Education officials: Vote no to state-controlled schools
by Lauren Jones, Staff Writer
Sep 28, 2012 | 2422 views | 0 0 comments | 9 9 recommendations | email to a friend | print
Education officials across Northwest Georgia are urging constituents to “Vote Smart” come Nov. 6 regarding the constitutional amendment on the ballot that would create a commission with the power to approve charter schools in local communities across the state.

More than 200 representatives from 16 school systems met at the Civic Center on Thursday evening for a public awareness meeting. The language in amendment, they maintain, looks great on ink and paper, but is actually very misleading.

“What (the amendment) does is take away local control and expand state government,” said David Johnson, a past president of the Georgia School Board Association and member of the Floyd County Board of Education. “It just basically gives unchecked power to a state commission to approve charter schools without the approval of a local board.”
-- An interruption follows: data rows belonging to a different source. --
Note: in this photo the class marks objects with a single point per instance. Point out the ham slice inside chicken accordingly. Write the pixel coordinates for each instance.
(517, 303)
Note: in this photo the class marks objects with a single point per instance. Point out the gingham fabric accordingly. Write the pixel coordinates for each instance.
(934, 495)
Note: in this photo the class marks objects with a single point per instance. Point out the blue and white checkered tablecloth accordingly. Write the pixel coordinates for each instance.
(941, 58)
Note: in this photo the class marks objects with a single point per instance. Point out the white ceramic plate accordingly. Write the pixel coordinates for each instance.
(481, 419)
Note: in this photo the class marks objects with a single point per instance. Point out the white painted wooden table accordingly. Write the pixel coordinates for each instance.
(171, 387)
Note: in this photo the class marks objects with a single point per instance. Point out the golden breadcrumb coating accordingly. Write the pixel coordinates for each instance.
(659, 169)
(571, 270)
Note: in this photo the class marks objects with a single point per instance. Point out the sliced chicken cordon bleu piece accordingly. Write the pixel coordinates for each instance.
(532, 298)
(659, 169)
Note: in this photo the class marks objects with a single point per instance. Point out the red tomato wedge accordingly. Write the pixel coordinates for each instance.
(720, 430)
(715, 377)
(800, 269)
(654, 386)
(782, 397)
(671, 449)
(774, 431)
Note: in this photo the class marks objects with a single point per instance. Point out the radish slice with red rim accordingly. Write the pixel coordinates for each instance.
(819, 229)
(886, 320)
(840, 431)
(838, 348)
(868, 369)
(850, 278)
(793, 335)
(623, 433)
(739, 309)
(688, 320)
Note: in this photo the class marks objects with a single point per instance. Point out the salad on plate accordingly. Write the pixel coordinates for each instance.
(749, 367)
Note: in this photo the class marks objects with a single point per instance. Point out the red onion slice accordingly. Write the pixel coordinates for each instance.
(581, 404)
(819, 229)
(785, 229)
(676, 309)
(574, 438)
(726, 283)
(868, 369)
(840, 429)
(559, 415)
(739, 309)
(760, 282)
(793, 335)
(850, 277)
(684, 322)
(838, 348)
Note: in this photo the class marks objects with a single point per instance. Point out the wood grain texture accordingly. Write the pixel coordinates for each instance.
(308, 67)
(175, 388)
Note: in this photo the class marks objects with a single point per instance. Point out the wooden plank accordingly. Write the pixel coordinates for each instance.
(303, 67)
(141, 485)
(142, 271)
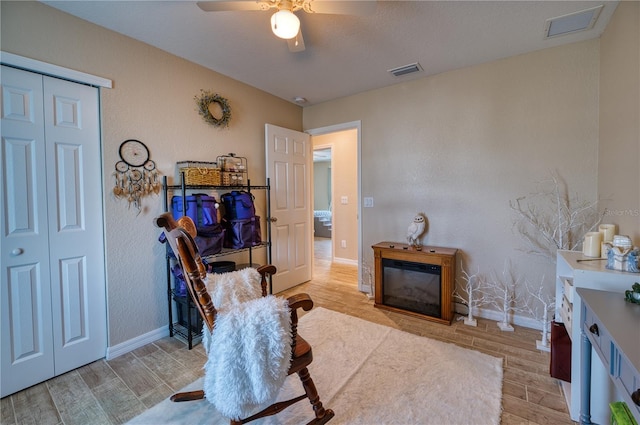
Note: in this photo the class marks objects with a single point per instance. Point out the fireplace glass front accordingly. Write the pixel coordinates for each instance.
(411, 286)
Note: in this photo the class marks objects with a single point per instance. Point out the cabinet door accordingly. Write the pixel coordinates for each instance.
(27, 338)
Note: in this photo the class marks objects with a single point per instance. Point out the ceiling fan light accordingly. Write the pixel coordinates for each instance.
(285, 24)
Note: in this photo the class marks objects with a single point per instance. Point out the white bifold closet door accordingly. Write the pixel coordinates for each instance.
(53, 299)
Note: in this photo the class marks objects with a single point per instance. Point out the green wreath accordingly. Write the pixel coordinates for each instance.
(205, 100)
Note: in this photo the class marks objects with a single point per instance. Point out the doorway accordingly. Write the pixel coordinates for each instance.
(322, 203)
(346, 240)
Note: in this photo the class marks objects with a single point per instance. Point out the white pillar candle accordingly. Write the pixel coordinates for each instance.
(605, 247)
(591, 244)
(608, 231)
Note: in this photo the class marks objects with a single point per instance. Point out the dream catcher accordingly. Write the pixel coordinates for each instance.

A preamble is being added, Johnson said.

“If I read this, I’d think, this sounds pretty darn good,” he said. “When I read the preamble, it’s going to make it even sound better.”

Margaret Ciccarelli, Legislative Services director and staff attorney of the Professional Association of Public Educators chimed in.

“The preamble says, ‘For the purposes of increasing student achievement and parent involvement,’ and then you’ll see the constitutional amendment so, my gosh that sounds like grandma and apple pie,” she said sarcastically. “I mean, who wouldn’t want that?”

The amendment as it stands reads, “Shall the Constitution be amended to allow state or local approval of public charter schools upon the request of local communities?” and Johnson explained the meaning in between the lines.

“What this really means is that the only person getting additional approval authority is going to be the state getting it through an appointed commission that will have no accountability to the local tax payers and very little (accountability) to the state tax payers,” he said.

Local communities already have the ability to approve charter schools. In fact, there are already 110 charter schools in Georgia, Johnson said. However, if the amendment passes, the ultimate decision won’t belong to the voters.

“If we, as a local system here, rejected a charter application, for whatever reason, then that group of individuals trying to create a charter school in our community and in your community could appeal that to the state board,” Johnson said. “There is already an appeal process out there that would allow somebody who was rejected at the local level to go beyond the locals. We don’t need a separate state commission to do it.”

Those who oppose the amendment, he said, are not against charter schools, but against state government control of local tax dollars.

“This is not against charter schools,” he said, adding that charter schools are able to waive some state laws and local policies that public schools cannot. “For-profit charter schools are not responsible to students or parents, but instead to a group of shareholders. They’re doing this to make money. We want to protect voter control of local schools with locally elected boards.”

The amendment is also taxation without representation, he said.

“They’re going to take money out of the state budget and fund these charter schools and we’re not going to have any say-so on where that money comes from or where it goes,” he said.

Because Georgia only has a certain amount of money in the first place, the money would be taken through budget cuts that will cause public education to suffer, Johnson said

“It’s going to come out of public education,” he said. “They’ve already taken, in the past three years, $3 billion out of funding they give public education basically through austerity cuts … and we’ve got an additional $1 billion coming out this next year as well.”

John Zauner, deputy executive director of the Georgia School Superintendent’s Association, explained a graph to the educators that depicted how much money has been taken from public school funding since 2003. The figures used came from the Georgia Department of Education and are available on the website, he said.

Factoring in austerity cuts, the financial additions through the American Recovery and Reinvestment Act, as well as equalization cuts, the total losses come to approximately $6,785,704,294 since 2003.

“The way you can measure that is two-thirds of the school systems now have less than 180 (school) days,” Zauner said after the presentation. “We have some in our state that have 140 days of kids going to school because they don’t have the money to fund school days any longer,” he said, adding that those students are at an educational disadvantage in the long run.

“$6.7 billion from 2003 to present,” Zauner repeated to the educators. “I think that’s important to understand that piece because whether (or not) we say it’s about the money, there’s the proof. It’s about the money. Where did all that go? Did it evaporate? I’m sure it was shifted, for the most part. I’m sure some were cuts, but I’m sure it was shifted.”